Ире в Астрахани все было интересно: и соборы здешнего кремля, и местные медовые дыни, с ломтиками которых, как с сахаром, можно было пить чай, и то, что над городом летают настоящие лебеди.
– Люблю эту птицу, – неожиданно призналась Ира. – Есть в ней что-то благородное, горделивое.
– Я тоже люблю, – поддержал Иру Мослаков, – но вот местные охотники в отличие от нас с тобою лебедей не очень жалуют.
– Это естественно. Они предпочитают птиц, не летящих в небе, а лежащих на блюде, вкусно обжаренных, с пучком петрушки.
Они остановились у двух светлых, соединенных арыком прудов. На прудах плавали лебеди парами, на одном пруду – два лебедя и на другом – два лебедя: грациозные, с гибкими изящными движениями, кокетливо обирающие друг на друге перышки. Территория у них была строго поделена – на чужую воду лебеди не заплывали.
В секущую здешнюю жару Ира чувствовала себя превосходно – будто бы родилась в ней, хотя, как известно, приезжая публика из северного города под названием Москва в такую жару «плывет», словно нагулявшая жирок рыба на сковородке, и чувствует себя прескверно.
Лебеди, плавающие в прудах, неожиданно забеспокоились – что-то их встревожило. Мослаков поднял голову – в бездонном белесом-белесом небе парил крупный орел. Мослаков вскинул руку, прицелился в орла указательным пальцем и громко щелкнул языком.

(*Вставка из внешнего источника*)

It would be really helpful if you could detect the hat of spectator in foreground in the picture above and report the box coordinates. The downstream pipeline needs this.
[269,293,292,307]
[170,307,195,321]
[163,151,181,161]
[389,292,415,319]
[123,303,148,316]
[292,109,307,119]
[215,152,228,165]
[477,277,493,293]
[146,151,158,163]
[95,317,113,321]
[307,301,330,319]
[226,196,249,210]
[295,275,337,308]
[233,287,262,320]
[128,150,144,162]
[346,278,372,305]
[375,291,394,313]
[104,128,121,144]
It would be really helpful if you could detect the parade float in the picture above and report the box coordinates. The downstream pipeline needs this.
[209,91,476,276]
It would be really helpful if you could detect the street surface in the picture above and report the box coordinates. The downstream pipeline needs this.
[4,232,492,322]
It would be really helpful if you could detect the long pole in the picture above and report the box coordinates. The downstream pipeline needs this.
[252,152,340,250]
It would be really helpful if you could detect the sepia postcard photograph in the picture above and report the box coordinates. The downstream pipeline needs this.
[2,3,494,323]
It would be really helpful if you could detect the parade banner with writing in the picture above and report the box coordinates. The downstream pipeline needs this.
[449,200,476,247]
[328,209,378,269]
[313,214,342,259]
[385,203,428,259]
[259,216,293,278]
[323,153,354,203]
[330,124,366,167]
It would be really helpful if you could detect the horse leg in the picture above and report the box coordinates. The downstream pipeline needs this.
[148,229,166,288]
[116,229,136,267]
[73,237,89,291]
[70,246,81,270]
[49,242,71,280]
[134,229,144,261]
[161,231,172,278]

Лебеди, хрипло курлыча и задирая головы, – вдруг орел камнем рухнет на них – поплыли к берегу, на котором стояли люди, под их прикрытие.

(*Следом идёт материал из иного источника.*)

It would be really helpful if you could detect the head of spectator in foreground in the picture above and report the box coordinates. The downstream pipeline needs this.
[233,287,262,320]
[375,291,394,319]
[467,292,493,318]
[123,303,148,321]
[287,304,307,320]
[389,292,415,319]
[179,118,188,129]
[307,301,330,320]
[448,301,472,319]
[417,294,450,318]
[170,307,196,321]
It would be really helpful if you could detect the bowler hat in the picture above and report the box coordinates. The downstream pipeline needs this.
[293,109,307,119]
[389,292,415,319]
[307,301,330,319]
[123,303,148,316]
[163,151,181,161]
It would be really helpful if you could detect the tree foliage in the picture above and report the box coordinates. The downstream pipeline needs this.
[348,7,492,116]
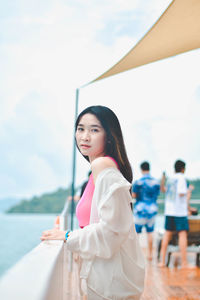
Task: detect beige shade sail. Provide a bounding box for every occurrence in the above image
[89,0,200,84]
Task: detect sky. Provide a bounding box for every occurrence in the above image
[0,0,200,198]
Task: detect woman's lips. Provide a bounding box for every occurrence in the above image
[81,144,91,149]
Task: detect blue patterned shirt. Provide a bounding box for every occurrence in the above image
[132,174,160,218]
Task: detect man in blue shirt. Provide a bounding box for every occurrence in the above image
[132,161,160,260]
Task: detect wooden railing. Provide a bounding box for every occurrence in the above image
[0,200,80,300]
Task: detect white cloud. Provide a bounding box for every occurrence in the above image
[0,0,200,196]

– А вдруг он нападет на них? Такое может быть? – спросила Ира.
– Никогда не слышал, чтобы орлы нападали на лебедей. Не бывает такого.

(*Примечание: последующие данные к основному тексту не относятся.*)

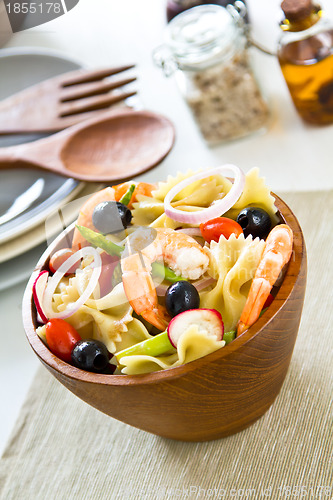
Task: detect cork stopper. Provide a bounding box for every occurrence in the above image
[281,0,314,22]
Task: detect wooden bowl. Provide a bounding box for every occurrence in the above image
[23,195,306,441]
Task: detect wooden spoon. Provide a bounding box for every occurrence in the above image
[0,110,175,182]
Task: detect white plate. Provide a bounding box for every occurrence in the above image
[0,183,104,291]
[0,48,85,247]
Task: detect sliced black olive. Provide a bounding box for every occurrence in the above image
[165,281,200,317]
[237,207,272,239]
[92,201,132,234]
[72,339,109,373]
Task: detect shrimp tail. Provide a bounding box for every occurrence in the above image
[237,224,293,336]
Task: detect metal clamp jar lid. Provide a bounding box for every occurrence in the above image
[153,1,268,144]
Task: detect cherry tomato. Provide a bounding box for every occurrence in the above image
[200,217,243,243]
[49,248,80,274]
[45,318,82,363]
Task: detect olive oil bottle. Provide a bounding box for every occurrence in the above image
[278,0,333,125]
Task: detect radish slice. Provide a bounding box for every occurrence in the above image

– Тогда чего же они боятся?
– Жизни.
Ира неожиданно стремительно прижалась к Мослакову, словно бы прося у него защиты, смуглое лицо ее побледнело, она закусила зубами нижнюю губу.
– Ты чего? – спросил у нее Мослаков. – Испугалась чего?
– Три недели назад в Москве застрелили моего троюродного брата, ни с того ни с сего получил пулю в голову. Случайно попал в уличную разборку и угодил под пистолет. Похоронили. Рева, слез было столько, что Москва-река вышла из берегов.